La crèche est une autre occasion, un autre lieu de socialisation. Elle n’est ni le premier, ni l’indispensable, avant cet autre que sera l’école. Mais elle est une chance supplémentaire. En étant plongé et en évoluant dans cette microsociété « crèche » l’enfant profite d’un autre lieu de socialisation. Il comprend petit à petit son fonctionnement, sa place et celles des autres. Ses apprentissages sont toujours implicites. Il sent, il observe, il imite, il essaie, il découvre, il agit, il réagit, il comprend, il recommence. Mais ce ne sont jamais ni les commentaires, ni les demandes, ni les démonstrations, ni les éclaircissements des adultes qui lui permettent d’apprendre. Il a besoin de concrétiser avec son corps, avec des objets, avec d’autres, l’ensemble de ses expériences. Par exemple ce n’est pas parce que l’adulte lui montre comment manger avec sa cuillère qu’il apprend à le faire, mais c’est parce qu’il voit manger les autres avec une cuillère et parce qu’il essaie de manger avec une cuillère qu’il apprend à le faire. C’est ainsi qu’il va apprendre à se mouvoir, apprendre à aller vers les objets et les autres, apprendre les caractéristiques de ces objets et de ces autres et donc les lois physiques et relationnelles et apprendre comment il peut agir dessus ou interagir avec.  Tout un programme !

Tout enfant désire apprendre, découvrir, expérimenter. Il semble programmé pour cela et est mû par ce désir incontrôlable. Et c’est bien ce dernier que les professionnels doivent accompagner, sans contraintes, ni contrôles, avec bienveillance, et surtout, sans jamais risquer de l’éteindre ! Cela ne peut se faire que si l’équipe de la crèche crée un environnement équilibré entre sécurité et aventure et si chaque professionnel sait comment faire.
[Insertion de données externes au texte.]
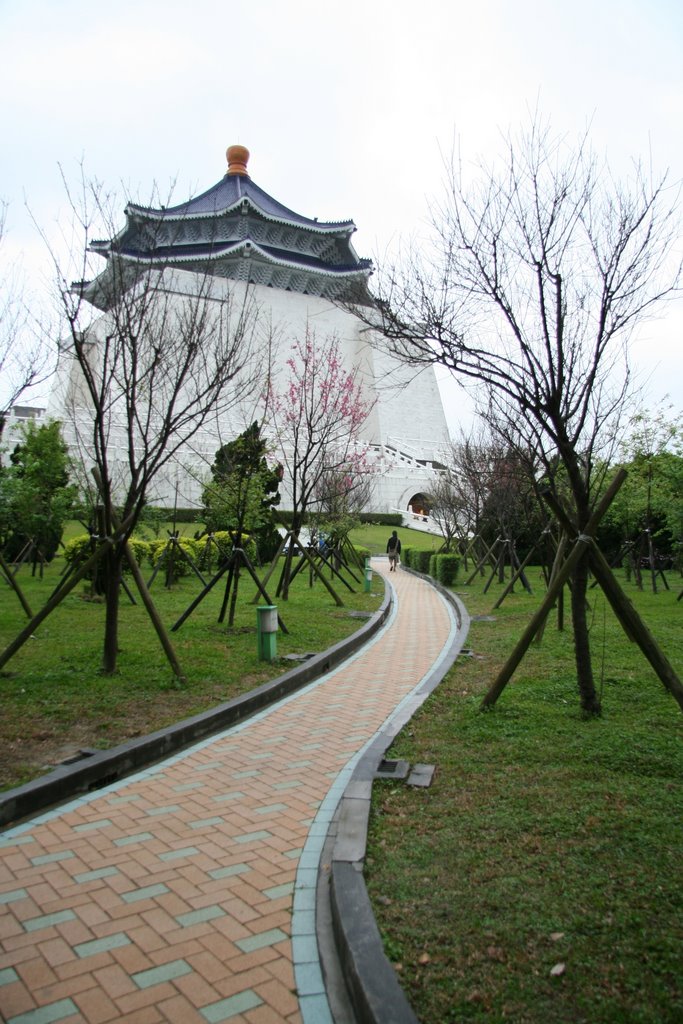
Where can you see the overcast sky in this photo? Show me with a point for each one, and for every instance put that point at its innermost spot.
(346, 107)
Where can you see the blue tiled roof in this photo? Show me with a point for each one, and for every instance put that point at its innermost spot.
(229, 192)
(201, 251)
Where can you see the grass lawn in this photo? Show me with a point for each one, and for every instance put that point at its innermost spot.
(55, 700)
(539, 879)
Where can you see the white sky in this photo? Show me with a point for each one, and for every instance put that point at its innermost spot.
(344, 105)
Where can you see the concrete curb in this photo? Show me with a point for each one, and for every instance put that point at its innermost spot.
(372, 985)
(105, 767)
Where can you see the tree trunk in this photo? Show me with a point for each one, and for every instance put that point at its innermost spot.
(113, 562)
(590, 702)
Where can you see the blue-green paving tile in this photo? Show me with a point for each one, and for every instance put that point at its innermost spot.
(310, 858)
(304, 949)
(199, 916)
(252, 837)
(240, 1004)
(93, 825)
(303, 922)
(13, 896)
(226, 872)
(235, 795)
(101, 872)
(137, 838)
(46, 1015)
(187, 851)
(268, 938)
(15, 840)
(315, 1010)
(309, 979)
(276, 891)
(101, 945)
(271, 808)
(146, 892)
(52, 858)
(47, 920)
(157, 975)
(304, 900)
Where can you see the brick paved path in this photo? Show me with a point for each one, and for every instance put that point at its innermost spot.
(186, 893)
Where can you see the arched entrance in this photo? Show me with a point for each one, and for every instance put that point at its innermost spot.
(419, 505)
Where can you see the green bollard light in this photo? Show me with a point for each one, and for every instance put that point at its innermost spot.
(369, 580)
(266, 632)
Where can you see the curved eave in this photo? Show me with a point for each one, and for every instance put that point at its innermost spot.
(184, 213)
(249, 250)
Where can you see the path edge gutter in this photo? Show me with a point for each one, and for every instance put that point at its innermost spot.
(372, 984)
(105, 767)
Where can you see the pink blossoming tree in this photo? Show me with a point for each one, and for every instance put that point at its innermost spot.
(316, 420)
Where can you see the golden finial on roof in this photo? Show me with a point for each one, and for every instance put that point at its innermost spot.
(238, 158)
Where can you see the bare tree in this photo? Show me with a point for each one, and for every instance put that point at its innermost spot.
(529, 287)
(167, 356)
(316, 418)
(26, 355)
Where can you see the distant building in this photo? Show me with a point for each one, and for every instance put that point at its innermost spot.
(297, 268)
(10, 427)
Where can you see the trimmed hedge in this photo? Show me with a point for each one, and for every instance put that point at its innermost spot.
(439, 566)
(420, 560)
(446, 569)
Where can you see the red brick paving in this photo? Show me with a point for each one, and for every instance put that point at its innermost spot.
(274, 772)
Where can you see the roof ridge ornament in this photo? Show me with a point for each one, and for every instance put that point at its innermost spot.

Non seulement chacun doit savoir préserver la liberté de jouer des enfants, c’est-à-dire celle qui consiste à les laisser inventer leurs jeux, à être à la fois auteurs et acteurs, mais aussi doit pouvoir s’intéresser à leurs actions. Le cœur de métier des professionnels de crèche n’est plus la « surveillance ». Il n’est plus de veiller sur les enfants en n’intervenant que lors des conflits ou autres difficultés. Il n’est pas non plus de devenir des professeurs demandant aux enfants de coller des gommettes dans un rond ou sur un sapin de Noël pour décorer la crèche ou pour montrer aux parents des capacités insoupçonnées de leur enfant. Il est de donner une valeur ajoutée aux actions des enfants.
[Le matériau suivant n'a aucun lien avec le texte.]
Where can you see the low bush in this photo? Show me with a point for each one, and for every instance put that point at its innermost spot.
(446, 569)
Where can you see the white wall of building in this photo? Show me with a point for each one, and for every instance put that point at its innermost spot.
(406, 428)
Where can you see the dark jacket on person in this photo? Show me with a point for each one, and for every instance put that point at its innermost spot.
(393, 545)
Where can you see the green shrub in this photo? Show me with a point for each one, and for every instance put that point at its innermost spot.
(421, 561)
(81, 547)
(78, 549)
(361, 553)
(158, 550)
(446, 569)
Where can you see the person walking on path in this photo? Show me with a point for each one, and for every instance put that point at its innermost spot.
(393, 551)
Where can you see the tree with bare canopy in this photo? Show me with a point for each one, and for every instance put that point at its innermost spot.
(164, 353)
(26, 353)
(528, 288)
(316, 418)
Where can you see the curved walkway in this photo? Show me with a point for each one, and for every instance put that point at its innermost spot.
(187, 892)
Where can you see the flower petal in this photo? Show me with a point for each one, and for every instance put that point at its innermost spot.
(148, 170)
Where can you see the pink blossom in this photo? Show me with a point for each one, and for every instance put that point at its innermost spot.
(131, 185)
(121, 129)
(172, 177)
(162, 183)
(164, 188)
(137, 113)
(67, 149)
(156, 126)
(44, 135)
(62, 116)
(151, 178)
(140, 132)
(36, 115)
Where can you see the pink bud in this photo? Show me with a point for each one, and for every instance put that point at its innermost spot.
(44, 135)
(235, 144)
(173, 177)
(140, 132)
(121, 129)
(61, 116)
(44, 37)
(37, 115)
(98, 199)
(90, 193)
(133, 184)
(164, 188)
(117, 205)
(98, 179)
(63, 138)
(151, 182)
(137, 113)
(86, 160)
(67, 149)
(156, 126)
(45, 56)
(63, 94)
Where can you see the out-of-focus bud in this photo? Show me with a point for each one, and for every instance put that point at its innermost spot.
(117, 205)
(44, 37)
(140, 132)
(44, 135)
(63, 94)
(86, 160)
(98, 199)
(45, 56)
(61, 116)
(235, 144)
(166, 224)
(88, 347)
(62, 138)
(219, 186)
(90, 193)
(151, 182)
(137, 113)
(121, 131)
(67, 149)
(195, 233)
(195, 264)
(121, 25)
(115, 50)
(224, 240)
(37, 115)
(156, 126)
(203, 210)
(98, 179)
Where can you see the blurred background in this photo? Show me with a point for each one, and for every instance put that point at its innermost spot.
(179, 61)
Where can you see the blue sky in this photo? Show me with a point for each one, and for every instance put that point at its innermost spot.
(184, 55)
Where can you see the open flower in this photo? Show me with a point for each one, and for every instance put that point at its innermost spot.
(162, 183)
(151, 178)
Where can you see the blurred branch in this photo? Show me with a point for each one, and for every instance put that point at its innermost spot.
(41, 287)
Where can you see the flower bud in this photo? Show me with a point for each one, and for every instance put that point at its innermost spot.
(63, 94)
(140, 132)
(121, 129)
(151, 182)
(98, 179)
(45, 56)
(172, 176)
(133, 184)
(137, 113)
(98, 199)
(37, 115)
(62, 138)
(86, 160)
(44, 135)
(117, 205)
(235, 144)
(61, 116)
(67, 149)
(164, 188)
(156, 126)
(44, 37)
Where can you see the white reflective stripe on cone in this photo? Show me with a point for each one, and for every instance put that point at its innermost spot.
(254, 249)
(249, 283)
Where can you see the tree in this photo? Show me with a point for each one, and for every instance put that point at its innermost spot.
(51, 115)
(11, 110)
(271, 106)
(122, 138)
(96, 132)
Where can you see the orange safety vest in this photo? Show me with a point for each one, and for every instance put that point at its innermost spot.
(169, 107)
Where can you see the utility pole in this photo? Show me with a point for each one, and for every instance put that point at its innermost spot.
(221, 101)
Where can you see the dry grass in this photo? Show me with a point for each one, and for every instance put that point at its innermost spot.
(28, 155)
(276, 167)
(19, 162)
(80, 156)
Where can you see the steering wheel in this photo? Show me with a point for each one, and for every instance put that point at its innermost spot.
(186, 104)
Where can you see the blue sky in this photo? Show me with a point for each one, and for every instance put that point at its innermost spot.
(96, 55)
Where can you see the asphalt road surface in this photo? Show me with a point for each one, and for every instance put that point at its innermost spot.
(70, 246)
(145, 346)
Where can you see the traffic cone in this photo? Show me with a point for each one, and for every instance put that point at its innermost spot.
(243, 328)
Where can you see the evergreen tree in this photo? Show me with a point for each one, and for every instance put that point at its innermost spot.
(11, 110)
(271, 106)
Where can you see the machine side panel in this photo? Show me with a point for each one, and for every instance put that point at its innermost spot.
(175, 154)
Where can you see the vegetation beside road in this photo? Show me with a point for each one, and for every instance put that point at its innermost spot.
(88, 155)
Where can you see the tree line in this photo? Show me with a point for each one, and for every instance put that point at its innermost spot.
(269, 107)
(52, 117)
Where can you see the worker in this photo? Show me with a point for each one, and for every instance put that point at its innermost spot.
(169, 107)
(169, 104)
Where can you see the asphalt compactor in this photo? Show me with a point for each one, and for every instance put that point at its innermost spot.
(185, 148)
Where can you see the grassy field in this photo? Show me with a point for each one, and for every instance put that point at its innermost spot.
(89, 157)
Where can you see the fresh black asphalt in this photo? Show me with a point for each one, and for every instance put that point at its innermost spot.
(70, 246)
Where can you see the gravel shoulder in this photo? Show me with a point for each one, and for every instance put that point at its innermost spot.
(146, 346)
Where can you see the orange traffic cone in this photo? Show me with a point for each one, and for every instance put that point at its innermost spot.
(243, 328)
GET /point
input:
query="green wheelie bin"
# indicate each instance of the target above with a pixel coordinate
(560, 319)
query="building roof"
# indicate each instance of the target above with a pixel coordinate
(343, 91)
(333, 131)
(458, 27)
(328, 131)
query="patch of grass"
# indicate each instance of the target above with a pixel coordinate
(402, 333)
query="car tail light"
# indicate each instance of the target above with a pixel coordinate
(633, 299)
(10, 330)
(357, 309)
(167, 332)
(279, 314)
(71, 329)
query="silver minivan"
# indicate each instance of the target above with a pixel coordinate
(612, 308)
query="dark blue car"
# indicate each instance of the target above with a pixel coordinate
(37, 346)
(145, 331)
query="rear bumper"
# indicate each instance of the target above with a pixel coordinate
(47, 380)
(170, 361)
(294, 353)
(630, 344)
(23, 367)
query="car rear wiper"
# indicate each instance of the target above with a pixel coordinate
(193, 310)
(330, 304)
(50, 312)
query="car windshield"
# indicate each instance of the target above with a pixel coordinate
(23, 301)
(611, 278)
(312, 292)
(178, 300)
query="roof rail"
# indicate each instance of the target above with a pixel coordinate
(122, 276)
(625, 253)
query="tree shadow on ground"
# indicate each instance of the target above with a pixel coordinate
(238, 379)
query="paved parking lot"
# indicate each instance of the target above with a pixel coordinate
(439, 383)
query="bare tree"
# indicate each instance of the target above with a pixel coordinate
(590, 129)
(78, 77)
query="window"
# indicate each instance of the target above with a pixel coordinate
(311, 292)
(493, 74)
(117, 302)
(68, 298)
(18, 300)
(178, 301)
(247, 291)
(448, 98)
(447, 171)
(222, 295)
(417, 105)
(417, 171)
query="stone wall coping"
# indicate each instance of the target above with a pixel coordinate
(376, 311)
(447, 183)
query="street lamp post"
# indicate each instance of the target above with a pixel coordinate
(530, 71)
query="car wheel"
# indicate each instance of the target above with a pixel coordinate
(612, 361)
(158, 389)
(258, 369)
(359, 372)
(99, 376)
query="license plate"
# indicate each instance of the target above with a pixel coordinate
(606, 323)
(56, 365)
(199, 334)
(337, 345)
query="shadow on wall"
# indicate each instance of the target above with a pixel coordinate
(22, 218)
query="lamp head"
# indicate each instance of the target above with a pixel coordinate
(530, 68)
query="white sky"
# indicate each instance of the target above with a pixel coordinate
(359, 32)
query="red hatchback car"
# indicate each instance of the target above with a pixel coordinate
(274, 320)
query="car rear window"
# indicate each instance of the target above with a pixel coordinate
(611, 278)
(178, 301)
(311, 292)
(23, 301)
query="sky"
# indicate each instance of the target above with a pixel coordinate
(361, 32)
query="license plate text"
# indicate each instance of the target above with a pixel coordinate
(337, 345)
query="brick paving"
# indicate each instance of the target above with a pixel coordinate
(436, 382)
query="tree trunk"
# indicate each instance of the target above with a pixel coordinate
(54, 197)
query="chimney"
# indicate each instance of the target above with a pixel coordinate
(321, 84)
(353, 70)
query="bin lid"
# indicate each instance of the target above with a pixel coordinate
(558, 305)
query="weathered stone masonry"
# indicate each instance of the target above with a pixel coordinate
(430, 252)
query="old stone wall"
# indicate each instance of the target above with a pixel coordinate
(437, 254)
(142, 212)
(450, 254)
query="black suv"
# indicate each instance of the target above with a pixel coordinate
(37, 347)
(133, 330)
Ce qui compte pour un enfant, c’est l’intérêt qu’on lui porte. L’intérêt que l’on place sur lui et aussi celui que l’on porte sur ce qu’il fait, au moment où il le fait…C’est cet intérêt bienveillant qui donne confiance à l’enfant. Il ne s’agit pas ici de valorisation ou de jugement, même positif. Il ne s’agit pas de dire à l’enfant que ce qu’il fait est beau ou bien. Il ne s’agit pas de dire bravo à chaque action et de laisser enfler son égo sans commune mesure. Mais il s’agit de s’intéresser vraiment à ce qu’il fait. Il s’agit d’entrer dans son monde, d’aller vers lui, vers ce qui mobilise son attention, pour le comprendre et le lui signifier.
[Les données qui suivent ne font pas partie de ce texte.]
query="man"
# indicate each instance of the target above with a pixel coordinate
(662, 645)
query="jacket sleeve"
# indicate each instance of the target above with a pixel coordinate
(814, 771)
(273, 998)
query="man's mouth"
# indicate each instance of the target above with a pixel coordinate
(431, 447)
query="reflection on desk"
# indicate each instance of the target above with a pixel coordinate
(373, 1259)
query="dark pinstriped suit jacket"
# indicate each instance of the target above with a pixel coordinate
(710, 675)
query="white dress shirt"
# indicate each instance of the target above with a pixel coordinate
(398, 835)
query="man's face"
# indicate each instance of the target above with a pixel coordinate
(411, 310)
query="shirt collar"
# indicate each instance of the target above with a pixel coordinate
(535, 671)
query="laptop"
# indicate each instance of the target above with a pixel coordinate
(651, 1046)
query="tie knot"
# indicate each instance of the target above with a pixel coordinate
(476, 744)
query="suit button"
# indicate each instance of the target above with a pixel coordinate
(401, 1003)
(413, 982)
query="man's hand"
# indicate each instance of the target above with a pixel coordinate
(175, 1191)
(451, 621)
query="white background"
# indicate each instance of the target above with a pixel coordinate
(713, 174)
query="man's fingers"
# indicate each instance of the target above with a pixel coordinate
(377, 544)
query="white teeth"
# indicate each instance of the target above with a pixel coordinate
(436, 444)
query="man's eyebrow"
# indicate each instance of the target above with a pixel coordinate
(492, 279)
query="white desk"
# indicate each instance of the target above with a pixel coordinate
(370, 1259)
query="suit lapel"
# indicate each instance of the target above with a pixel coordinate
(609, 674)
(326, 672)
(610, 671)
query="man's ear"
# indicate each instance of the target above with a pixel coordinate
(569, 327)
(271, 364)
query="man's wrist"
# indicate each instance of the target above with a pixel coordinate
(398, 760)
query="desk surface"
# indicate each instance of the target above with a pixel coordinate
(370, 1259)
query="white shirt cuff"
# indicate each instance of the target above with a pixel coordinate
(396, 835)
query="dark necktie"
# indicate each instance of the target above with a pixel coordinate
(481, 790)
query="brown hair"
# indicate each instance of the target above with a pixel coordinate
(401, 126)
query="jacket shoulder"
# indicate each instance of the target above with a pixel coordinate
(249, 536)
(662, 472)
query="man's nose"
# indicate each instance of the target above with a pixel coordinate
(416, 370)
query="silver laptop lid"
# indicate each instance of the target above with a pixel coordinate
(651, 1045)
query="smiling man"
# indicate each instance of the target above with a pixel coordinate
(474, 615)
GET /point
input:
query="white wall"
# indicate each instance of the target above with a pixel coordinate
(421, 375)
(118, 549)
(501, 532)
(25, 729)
Avec une organisation en pédagogie Itinérance ludique, les professionnels se fixent un objectif d’accompagnement des enfants dans les univers ludiques. Chaque professionnel s’occupe d’un univers spécifique de manière stable et sur une durée suffisamment longue pour que les enfants puissent, dans leurs allers et retours, retrouver la même personne. Chaque univers permet aux enfants de créer des jeux différents, sans pour autant les surcharger de sollicitations, puisqu’il n’y a qu’un seul univers par espace donné et non une multitude de « coins-jeux » dans un même espace. Cette organisation permet de les aider à développer leur concentration plus facilement. Car comme le souligne Stanislas Dehaene 1, l’attention est le premier pilier de l’apprentissage.

Les jeunes enfants ont du mal à se concentrer, ils s’intéressent à tout mais ne développent le contrôle de l’attention, c’est-à-dire la capacité à se concentrer sur une tâche en inhibant les sollicitations extérieures, que très lentement. Or, faire attention est nécessaire à tout apprentissage. Donc ne pas surcharger les enfants de messages leur permet de mieux apprendre à se concentrer. Pour autant il leur faut des activités variées pour stimuler l’ensemble de leurs compétences. En cheminant dans les différents univers ludiques dont les orientations d’apprentissages sont définies (apprentissages moteurs, sensoriels, manipulatoires, constructifs, langagiers, imitatifs), ils ont la possibilité de se concentrer à chaque passage, pourvu qu’ils soient accompagnés.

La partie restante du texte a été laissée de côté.